The Countess, entering the living room, said: "I think I am not mistaken: it is a quartet played at a distance and fragments of which come to us from time to time. But Frau von Goethe in turn remarked: "It seemed to me, on the contrary, to hear the close and clear sound of a piano. This morning I was so convinced of this that I sent the servant to the neighbours, asking them not to play the piano out of respect for the dying man. But they all answered in the same way: that they knew very well what state the poet was in, and that they were too dismayed to think of disturbing his agony by playing the piano.
Suddenly, the mysterious music still resounded, delicate and soft; this time it seemed to take birth in the very room; but for one person, it seemed to be the sound of an organ, for the other person - a choral song, and for the third person - the piano notes.

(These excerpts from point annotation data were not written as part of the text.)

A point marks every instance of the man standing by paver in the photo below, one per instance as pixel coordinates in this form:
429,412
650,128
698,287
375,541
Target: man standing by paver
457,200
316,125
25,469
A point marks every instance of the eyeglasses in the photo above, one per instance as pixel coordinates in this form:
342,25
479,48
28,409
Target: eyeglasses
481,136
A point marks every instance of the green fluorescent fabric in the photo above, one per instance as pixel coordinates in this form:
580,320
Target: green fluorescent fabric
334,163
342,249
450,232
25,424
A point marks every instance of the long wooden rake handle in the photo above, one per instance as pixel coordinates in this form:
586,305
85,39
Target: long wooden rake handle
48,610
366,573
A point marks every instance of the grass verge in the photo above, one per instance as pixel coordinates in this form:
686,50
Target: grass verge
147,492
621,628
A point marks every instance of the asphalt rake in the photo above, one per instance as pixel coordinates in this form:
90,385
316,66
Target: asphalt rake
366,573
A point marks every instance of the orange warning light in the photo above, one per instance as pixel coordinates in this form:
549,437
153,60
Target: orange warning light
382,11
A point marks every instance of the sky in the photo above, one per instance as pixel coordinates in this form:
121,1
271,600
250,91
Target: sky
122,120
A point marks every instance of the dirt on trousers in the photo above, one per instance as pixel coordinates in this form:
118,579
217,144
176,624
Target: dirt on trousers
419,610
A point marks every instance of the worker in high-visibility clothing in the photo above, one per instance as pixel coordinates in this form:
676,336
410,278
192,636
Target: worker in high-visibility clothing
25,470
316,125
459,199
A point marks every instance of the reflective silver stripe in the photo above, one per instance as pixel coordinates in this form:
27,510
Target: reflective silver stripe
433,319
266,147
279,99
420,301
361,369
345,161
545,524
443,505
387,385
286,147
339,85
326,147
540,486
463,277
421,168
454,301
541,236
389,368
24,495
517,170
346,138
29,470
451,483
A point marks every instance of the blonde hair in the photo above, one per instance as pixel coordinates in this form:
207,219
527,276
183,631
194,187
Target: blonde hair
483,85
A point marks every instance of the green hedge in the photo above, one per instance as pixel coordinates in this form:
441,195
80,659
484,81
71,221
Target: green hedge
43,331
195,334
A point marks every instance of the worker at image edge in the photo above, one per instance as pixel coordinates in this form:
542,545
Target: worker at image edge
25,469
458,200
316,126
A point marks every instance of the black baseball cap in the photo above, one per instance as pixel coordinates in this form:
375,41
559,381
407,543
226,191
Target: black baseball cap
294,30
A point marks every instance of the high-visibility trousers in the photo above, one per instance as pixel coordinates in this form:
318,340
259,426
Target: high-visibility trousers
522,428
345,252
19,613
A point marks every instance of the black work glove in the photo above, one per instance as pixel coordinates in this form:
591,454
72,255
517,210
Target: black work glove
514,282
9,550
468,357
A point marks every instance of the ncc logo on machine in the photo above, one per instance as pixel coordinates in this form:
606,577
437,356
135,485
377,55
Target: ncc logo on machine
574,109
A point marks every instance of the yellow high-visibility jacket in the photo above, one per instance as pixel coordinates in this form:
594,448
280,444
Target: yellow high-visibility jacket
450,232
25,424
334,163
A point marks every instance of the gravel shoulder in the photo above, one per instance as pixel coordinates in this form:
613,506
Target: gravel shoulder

Rath S., who at the time was signing the medical report with Dr. B. in the lobby, looked at his friend with surprise, asking: "Is this a concertina playing?" "It seems"; replied the doctor; "perhaps someone in the neighbourhood is thinking of having fun."
"But no, Bath S. replied; the one who plays is probably in this house."
Thus the mysterious music continued to be heard until Wolfgang Goethe breathed his last breath; sometimes resounding with long intervals, sometimes after very short interruptions, a bit in one direction, a bit in the other, but always seeming to come from the house itself, or very close to it; all the research and investigations performed to solve the mystery are still being carried out.